Fernando Brito
Outro dia escrevi aqui sobre o que é, para mim, a maior ameaça à democracia no Brasil: a distorção do papel do Judiciário (e dos organismos que a ele se vinculam), que hoje, sensivelmente, vai assumindo o papel tutelar que, até bem próximo ao final do século passado, os militares tiveram sobre o Estado democrático e que, seja pelo exercício direto do poder, seja pela situação de temor criado sobre governos eleitos, circunscrevia a autonomia dos governantes.
Disse que os juízes, excitados pelo Ministério Público, como os generais empolgados pelo oficialato jovem e ansioso, vão se dando a arreganhos de poder.
E tal como dos fardados, não raramente nem se pode discordar dos togados nas boas intenções, aquelas que lotam o Inferno, como dizia minha avó.
Mas, igualmente, jamais se pode deixar de ver que isso altera o fundamento da autoridade popular, que se exerce pelos eleitos ao Executivo e ao Legislativo, entregando-a corporações nas quais, ao contrário das outras, não há confronto de ideias, mas a obediência hierárquica como dever.
Óbvio que governantes e parlamentares não devem estar fora do controle do Judiciário – estamos em uma república – mas é essencial que este controle seja previsível, aberto, prudente; jamais surpreendente e ousado.
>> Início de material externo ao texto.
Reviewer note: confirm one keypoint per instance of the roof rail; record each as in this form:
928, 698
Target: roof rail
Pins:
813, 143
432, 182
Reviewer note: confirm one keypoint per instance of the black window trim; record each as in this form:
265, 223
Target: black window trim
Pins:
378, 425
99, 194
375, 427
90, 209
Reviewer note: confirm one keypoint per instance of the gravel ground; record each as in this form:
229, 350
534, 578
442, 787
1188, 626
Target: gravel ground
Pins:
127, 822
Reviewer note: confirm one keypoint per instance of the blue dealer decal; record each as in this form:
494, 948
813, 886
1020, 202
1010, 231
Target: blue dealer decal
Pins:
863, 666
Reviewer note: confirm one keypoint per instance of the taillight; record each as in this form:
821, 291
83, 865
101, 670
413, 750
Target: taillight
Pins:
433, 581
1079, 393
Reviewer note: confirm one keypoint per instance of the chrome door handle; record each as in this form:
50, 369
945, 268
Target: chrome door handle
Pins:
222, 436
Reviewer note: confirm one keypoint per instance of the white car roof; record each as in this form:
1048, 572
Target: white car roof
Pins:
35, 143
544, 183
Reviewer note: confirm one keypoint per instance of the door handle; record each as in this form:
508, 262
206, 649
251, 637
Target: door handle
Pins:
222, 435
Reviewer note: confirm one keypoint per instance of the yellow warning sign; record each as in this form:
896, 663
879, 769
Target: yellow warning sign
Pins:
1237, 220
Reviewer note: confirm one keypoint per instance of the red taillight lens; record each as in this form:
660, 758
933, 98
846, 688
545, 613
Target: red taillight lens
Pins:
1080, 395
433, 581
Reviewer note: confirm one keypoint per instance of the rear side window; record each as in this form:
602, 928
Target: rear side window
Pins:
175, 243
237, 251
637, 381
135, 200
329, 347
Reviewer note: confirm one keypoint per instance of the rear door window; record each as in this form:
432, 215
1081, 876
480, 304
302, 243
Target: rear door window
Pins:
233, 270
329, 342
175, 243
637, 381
Ousadia, aliás, é a negação da harmonia que prescreve os poderes na Constituição.
Juízes não são, nem podem ser – como não podem ser os militares ativos – protagonistas do processo político.
E, como há décadas ocorria com os dólmãs, agora a toga projeta sua sombra incontestável sobre os legitimados pelo voto, o qual mídia – com apoio na mediocridade que construiu na política – encarrega-se de desmoralizar e o dinheiro de comprar.
Ontem, no Facebook, o professor Nílson Lage indica a leitura de um ótimo artigo que, à noite, André Araújo publica no GGN.
Reproduzo-o, com a mesma introdução do velho mestre, que já observou todos estes movimentos da História, desde a segunda metade do século passado:
(O poder) cabe, agora, ao Judiciário.
No momento, é Moro, o Príncipe das Araucárias, Visconde do Lava-jato, que dá uma de Simão Bacamarte e se dispõe a corrigir os pecados do sistema, irracional e corrupto.
Sem quem o dose, remédio perigoso.
Pode resultar numa ditadura um milhão de vezes pior do que a mais assustadora ditadura militar: ditadores de língua empolada, que se auto-avalizam, auto-remuneram lautamente sem sentimentos de culpa, leem as leis de frente para trás e de trás para a frente, inventam princípios jurídicos convenientes com base em ciência esotérica e, sobretudo, protegem uns aos outros.
Para avaliar até onde podem chegar, podem-se lembrar figuras emblemáticas, de Joaquim Barbosa a Gilmar Mendes.
A mudança do eixo de poder
André Araújo, no GGN
Pela primeira vez na República, o eixo determinante do Poder, aquele que rege o Estado, sai do Executivo-Legislativo e passa para o aparelho Judiciário, ai incluída a Polícia Federal, hoje parte desse aparelho e a ele completamente agregado.
A mudança foi pouco percebida pela classe politica, entretida em suas brigas internas de baixa altitude.
Quem manda é quem pode prender qualquer membro dos poderes Executivo e Legislativo a qualquer momento, através de narrativas arbitradas pelo aparelho Judiciário, sem contraste e sem possibilidade de defesa prévia para evitar a prisão, a devassa, o bloqueio de bens, a humilhação, o escracho, a liquidação de empresas tradicionais.
Quem pode prender pode ameaçar de prender e essa ameaça é o Poder de Fato.
Qualquer político hoje pode ser preso a qualquer momento pelo aparelho Judiciário conhecido como “força-tarefa”, que inclui, na prática, não só o juiz federal de Curitiba mas também os Tribunais Superiores que lhe dão aval.
No desenho do Estado Democrático que vem dos clássicos pensadores e operadores, como Charles Louis de Secondat (barão de Montesquieu), Alexis de Tocqueville, Thomas Jefferson e Alexander Hamilton, esse tipo de Estado que se contrapõe ao Estado Autoritário exige o mecanismo conhecido como checks and balances – que seria “controles e contrapontos” – cada Poder deve ser controlado pelos outros dois, de modo a um fiscalizar o outro.
No momento atual, o governo da força tarefa não se submete ao controle dos outros dois Poderes, é absolutamente autônomo em relação a eles, é o verdadeiro poder de fato e o Estado deixa de ser democrático para ser autoritário.